Lasting roughly 2.5 million years, the Stone Age ended around 5,000 years ago when humans
in the Near East began working with metal and making tools and weapons from bronze.
Stone Age is divided into 3 periods: the Paleolithic Period, Mesolithic Period and Neolithic
Period.
Early in the Stone Age, humans lived in small, nomadic groups. During much of this period,
the Earth was in an Ice Age—a period of colder global temperatures and glacial expansion.

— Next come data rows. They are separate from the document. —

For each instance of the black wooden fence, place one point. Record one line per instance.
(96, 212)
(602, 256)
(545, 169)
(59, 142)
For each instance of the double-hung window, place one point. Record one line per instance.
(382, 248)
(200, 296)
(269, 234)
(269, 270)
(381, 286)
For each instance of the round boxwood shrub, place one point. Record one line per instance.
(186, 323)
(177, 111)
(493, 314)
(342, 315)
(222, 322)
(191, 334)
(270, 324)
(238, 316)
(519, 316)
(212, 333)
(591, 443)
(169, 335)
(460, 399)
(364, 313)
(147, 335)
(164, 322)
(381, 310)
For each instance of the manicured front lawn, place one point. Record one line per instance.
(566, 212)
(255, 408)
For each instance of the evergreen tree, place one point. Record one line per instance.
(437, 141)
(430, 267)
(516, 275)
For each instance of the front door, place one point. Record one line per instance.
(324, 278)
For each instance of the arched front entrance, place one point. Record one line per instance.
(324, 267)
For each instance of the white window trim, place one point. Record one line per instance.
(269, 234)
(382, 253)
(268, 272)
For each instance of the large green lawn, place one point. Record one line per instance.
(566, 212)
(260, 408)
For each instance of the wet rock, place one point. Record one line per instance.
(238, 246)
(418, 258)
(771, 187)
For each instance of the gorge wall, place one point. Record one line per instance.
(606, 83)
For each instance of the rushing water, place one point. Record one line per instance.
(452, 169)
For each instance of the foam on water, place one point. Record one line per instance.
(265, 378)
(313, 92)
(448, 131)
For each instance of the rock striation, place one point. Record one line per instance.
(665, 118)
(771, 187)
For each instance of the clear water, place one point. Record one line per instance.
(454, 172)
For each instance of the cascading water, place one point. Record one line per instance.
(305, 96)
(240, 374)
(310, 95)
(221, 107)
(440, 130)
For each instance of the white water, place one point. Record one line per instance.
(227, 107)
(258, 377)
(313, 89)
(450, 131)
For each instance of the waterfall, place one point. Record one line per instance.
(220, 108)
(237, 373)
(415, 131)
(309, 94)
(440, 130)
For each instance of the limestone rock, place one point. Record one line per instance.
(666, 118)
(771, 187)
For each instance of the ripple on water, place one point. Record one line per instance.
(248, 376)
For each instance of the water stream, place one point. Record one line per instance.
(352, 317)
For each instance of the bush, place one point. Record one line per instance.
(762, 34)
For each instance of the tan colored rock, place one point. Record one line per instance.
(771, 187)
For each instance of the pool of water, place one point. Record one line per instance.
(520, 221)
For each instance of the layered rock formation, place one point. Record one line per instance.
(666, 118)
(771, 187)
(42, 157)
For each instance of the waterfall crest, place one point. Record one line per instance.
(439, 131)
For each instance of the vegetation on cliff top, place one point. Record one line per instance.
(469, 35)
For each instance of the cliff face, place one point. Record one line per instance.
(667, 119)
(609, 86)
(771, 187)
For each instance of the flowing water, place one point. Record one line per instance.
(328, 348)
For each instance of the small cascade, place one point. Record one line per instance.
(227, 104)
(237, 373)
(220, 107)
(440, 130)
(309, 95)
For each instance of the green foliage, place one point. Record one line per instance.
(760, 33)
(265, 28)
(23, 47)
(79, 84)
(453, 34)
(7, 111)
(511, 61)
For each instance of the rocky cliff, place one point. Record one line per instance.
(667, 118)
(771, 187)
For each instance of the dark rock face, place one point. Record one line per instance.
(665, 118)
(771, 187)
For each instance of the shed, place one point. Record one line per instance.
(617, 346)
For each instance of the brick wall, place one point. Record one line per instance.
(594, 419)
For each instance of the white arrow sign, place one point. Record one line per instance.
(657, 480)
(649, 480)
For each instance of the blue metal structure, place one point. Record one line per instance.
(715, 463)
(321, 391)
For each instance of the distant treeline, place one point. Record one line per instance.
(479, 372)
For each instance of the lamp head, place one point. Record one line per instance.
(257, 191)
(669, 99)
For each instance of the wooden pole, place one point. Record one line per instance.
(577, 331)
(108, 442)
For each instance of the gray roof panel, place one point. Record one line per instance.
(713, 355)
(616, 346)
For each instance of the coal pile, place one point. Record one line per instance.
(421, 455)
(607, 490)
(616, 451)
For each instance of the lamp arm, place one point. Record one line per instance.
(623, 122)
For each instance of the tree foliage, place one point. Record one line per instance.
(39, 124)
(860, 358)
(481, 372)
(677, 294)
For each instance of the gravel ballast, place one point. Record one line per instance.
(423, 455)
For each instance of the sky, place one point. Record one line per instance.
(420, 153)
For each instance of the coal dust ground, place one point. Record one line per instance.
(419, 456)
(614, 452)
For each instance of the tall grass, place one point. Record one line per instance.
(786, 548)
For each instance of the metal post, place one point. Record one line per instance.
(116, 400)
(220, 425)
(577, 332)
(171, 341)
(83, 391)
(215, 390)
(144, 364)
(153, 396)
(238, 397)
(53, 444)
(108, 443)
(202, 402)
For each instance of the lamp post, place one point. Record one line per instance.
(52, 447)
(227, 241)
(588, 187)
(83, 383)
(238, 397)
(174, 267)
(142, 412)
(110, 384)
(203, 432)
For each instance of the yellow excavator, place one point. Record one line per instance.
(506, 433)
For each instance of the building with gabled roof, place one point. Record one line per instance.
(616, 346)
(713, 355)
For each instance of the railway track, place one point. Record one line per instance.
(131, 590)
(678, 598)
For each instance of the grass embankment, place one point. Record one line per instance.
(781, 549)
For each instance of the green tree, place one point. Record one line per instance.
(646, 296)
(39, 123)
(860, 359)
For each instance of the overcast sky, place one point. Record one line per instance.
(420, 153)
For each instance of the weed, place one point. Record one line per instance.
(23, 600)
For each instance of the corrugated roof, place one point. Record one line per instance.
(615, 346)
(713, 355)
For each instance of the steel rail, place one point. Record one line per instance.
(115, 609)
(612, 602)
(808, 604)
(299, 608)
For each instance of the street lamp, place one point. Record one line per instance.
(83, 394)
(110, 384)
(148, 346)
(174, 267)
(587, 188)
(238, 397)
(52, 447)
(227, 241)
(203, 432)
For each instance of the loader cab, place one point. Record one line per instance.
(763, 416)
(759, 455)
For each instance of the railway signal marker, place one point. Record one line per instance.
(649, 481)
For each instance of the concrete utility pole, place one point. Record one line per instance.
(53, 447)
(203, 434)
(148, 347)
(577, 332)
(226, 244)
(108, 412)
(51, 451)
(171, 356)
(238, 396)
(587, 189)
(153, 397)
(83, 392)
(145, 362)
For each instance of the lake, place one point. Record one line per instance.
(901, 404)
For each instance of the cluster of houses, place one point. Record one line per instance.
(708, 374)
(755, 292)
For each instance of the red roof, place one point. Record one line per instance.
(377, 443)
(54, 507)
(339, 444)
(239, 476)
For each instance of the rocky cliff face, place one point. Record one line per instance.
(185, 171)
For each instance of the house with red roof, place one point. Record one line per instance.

About 14,000 years ago, Earth entered a warming period. Many of the large Ice Age animals
went extinct. In the Fertile Crescent, a boomerang-shaped region bounded on the west by the
Mediterranean Sea and on the east by the Persian Gulf, wild wheat and barley became
plentiful as it got warmer.
Some humans started to build permanent houses in the region. They gave up the nomadic
lifestyle of their Ice Age ancestors to begin farming.
Much of what we know about life in the Stone Age and Stone Age people comes from the
tools they left behind.
Hammerstones are some of the earliest and simplest stone tools. Prehistoric humans used
hammerstones to chip other stones into sharp-edged flakes. They also used hammerstones to
break apart nuts, seeds and bones and to grind clay into pigment.
As technology progressed, humans created increasingly more sophisticated stone tools. These
included hand axes, spear points for hunting large game, scrapers which could be used to
prepare animal hides and awls for shredding plant fibers and making clothing.
Not all Stone Age tools were made of stone. Groups of humans experimented with other raw
materials including bone, ivory and antler, especially later on in the Stone Age.
People during the Stone Age first started using clay pots to cook food and store things.
The oldest pottery known was found at an archaeological site in Japan. Fragments of clay
containers used in food preparation at the site may be up to 16,500 years old.
Stone Age food varied over time and from region to region, but included the foods typical
of hunter gatherers: meats, fish, eggs, grasses, tubers, fruits, vegetables, seeds and nuts.